After a review of the relevant caselaw, the judge determined that “it is, respectfully, difficult to identify a clear reasoning process as to when a new trial has been ordered as opposed to a substitution of an award for damages in cases where credibility is a central issue at the trial.”
“Perhaps the most that can be concluded is that if the record provides an adequate basis for substituting an award then, as was stated in Thomas at para. 67: … In cases where credibility is a significant issue at trial, appellate courts must be particularly careful in the conclusions drawn from the quantum of damages awards, or disparity between them: Hernandez v. Speevak, 2002 BCCA 200,” Justice Abrioux added.
In his view, the record was “sufficient for this Court to assess non-pecuniary damages.”
“The jury’s awards for loss of income and special damages are indicative of its finding that the appellant was disabled as a result of the injuries sustained in the accident for approximately two and a half months. When these awards are juxtaposed to the $600 award for non-pecuniary damages, it is clear that the jury did not accept the appellant’s theory of the case, being that he continued to be disabled and was suffering from the effects of his injuries as at the time of trial, that is approximately two and a half years after the accident occurred,” Justice Abrioux explained.
The judge noted that the amount awarded by the jury for pecuniary losses “covers approximately a two-and-a-half-month period of disability. This is contrasted with what the jury awarded for non-pecuniary damages, which shows that they considered only a very modest amount should be awarded.”
“The difficulty in this case,” he added, is that “the award of $600 is not ‘modest’ but rather nil.”
The judge determined that “this is a case in which this Court can, even being ‘particularly careful’ about drawing conclusions from the quantum of a damage award, exercise its discretion to substitute its own award for non-pecuniary damages.”
Justice Abrioux found it was in “the interests of justice” to substitute the award in order to “avoid the time and expense of a new trial and preclude the appellant from having a second occasion to argue that a greater award was appropriate for all heads of damages notwithstanding the clear views of the jury in this case as to Mr. Valdez’s credibility.”
With regards to the issue of quantum, the judge determined that “the benchmark should not be the lowest possible award, but rather an amount that is fair to both parties and bearing in mind the evidence, outlined above, that the jury probably accepted in reaching its verdict.”

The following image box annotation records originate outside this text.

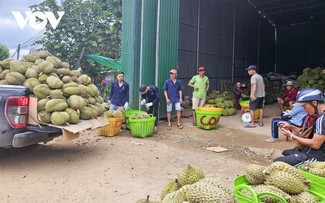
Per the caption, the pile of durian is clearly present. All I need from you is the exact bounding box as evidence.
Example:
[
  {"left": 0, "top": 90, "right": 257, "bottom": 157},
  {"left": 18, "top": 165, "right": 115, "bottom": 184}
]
[
  {"left": 0, "top": 51, "right": 106, "bottom": 126},
  {"left": 300, "top": 161, "right": 325, "bottom": 178},
  {"left": 241, "top": 162, "right": 318, "bottom": 203},
  {"left": 206, "top": 90, "right": 236, "bottom": 116},
  {"left": 130, "top": 113, "right": 151, "bottom": 119},
  {"left": 295, "top": 67, "right": 325, "bottom": 92},
  {"left": 138, "top": 165, "right": 236, "bottom": 203},
  {"left": 104, "top": 108, "right": 124, "bottom": 118}
]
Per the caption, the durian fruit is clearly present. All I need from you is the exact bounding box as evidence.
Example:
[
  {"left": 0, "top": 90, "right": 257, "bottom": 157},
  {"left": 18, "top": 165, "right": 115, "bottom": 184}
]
[
  {"left": 37, "top": 61, "right": 54, "bottom": 74},
  {"left": 186, "top": 181, "right": 236, "bottom": 203},
  {"left": 62, "top": 75, "right": 72, "bottom": 83},
  {"left": 37, "top": 98, "right": 50, "bottom": 111},
  {"left": 86, "top": 84, "right": 99, "bottom": 97},
  {"left": 38, "top": 110, "right": 51, "bottom": 123},
  {"left": 80, "top": 106, "right": 94, "bottom": 120},
  {"left": 23, "top": 78, "right": 41, "bottom": 92},
  {"left": 24, "top": 54, "right": 40, "bottom": 63},
  {"left": 33, "top": 84, "right": 51, "bottom": 99},
  {"left": 307, "top": 168, "right": 325, "bottom": 177},
  {"left": 77, "top": 83, "right": 89, "bottom": 97},
  {"left": 263, "top": 161, "right": 307, "bottom": 182},
  {"left": 246, "top": 164, "right": 266, "bottom": 185},
  {"left": 61, "top": 62, "right": 70, "bottom": 69},
  {"left": 112, "top": 110, "right": 123, "bottom": 118},
  {"left": 0, "top": 69, "right": 10, "bottom": 79},
  {"left": 38, "top": 73, "right": 48, "bottom": 83},
  {"left": 0, "top": 59, "right": 14, "bottom": 69},
  {"left": 161, "top": 185, "right": 191, "bottom": 203},
  {"left": 78, "top": 74, "right": 91, "bottom": 85},
  {"left": 46, "top": 56, "right": 62, "bottom": 68},
  {"left": 264, "top": 171, "right": 306, "bottom": 195},
  {"left": 46, "top": 76, "right": 63, "bottom": 89},
  {"left": 177, "top": 165, "right": 204, "bottom": 186},
  {"left": 10, "top": 60, "right": 27, "bottom": 75},
  {"left": 49, "top": 89, "right": 66, "bottom": 100},
  {"left": 51, "top": 111, "right": 70, "bottom": 125},
  {"left": 160, "top": 179, "right": 181, "bottom": 200},
  {"left": 104, "top": 110, "right": 113, "bottom": 118},
  {"left": 45, "top": 99, "right": 69, "bottom": 112},
  {"left": 253, "top": 185, "right": 291, "bottom": 203},
  {"left": 65, "top": 108, "right": 79, "bottom": 124},
  {"left": 5, "top": 72, "right": 26, "bottom": 85},
  {"left": 136, "top": 195, "right": 159, "bottom": 203},
  {"left": 290, "top": 192, "right": 319, "bottom": 203},
  {"left": 25, "top": 67, "right": 38, "bottom": 78},
  {"left": 301, "top": 161, "right": 325, "bottom": 169},
  {"left": 67, "top": 95, "right": 85, "bottom": 110}
]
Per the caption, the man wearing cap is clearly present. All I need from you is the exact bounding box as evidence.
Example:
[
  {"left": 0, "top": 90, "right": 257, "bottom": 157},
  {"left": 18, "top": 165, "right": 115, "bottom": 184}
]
[
  {"left": 245, "top": 65, "right": 265, "bottom": 128},
  {"left": 274, "top": 88, "right": 325, "bottom": 166},
  {"left": 139, "top": 85, "right": 160, "bottom": 134},
  {"left": 163, "top": 69, "right": 183, "bottom": 130},
  {"left": 187, "top": 66, "right": 210, "bottom": 126},
  {"left": 107, "top": 71, "right": 130, "bottom": 111},
  {"left": 279, "top": 81, "right": 298, "bottom": 113}
]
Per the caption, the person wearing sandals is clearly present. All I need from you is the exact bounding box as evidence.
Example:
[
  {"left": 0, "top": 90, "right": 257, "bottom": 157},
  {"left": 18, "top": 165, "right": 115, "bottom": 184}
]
[
  {"left": 139, "top": 85, "right": 160, "bottom": 134},
  {"left": 274, "top": 88, "right": 325, "bottom": 167},
  {"left": 245, "top": 65, "right": 265, "bottom": 128},
  {"left": 163, "top": 69, "right": 183, "bottom": 130},
  {"left": 187, "top": 66, "right": 210, "bottom": 126},
  {"left": 265, "top": 106, "right": 307, "bottom": 143}
]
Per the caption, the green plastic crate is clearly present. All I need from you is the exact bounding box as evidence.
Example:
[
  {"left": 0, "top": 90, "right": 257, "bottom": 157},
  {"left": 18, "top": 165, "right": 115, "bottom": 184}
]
[
  {"left": 129, "top": 115, "right": 156, "bottom": 138},
  {"left": 195, "top": 107, "right": 222, "bottom": 130},
  {"left": 233, "top": 175, "right": 325, "bottom": 203},
  {"left": 124, "top": 109, "right": 147, "bottom": 129}
]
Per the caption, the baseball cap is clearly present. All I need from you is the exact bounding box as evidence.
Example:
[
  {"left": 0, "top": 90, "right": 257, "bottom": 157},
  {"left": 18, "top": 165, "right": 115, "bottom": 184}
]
[
  {"left": 198, "top": 66, "right": 205, "bottom": 71},
  {"left": 285, "top": 81, "right": 293, "bottom": 86},
  {"left": 246, "top": 65, "right": 257, "bottom": 70},
  {"left": 169, "top": 69, "right": 177, "bottom": 74},
  {"left": 139, "top": 85, "right": 147, "bottom": 94}
]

In his view, the award “should be based on the jury having found that the injuries sustained in the accident rendered Mr. Valdez disabled for approximately two and a half months with some ongoing pain, suffering and loss of amenities of life thereafter which resolved at some unspecified period before he was assessed by Dr. Wong in September 2019.”
He noted that “[G]iven: the appellant’s age; that his pain and suffering and loss of amenities of life resulted from a combination of new injuries sustained in the accident and pre-existing conditions; and there was a basis for the jury’s skepticism which arose from unreliable self-reporting to some of the medical providers and his evidence at the trial,” he considered “an appropriate range for non-pecuniary damages in this case to be $30,000 to $40,000 with the mid-point, being $35,000, constituting an award that is fair to the parties.”
In a decision released Sept. 6, Justice Abrioux, with Justices John Hunter and Karen Horsman in agreement, allowed the appeal and substituted “an award of $35,000 for non‑pecuniary damages.”
Counsel for the parties did not respond to request for comment before press time.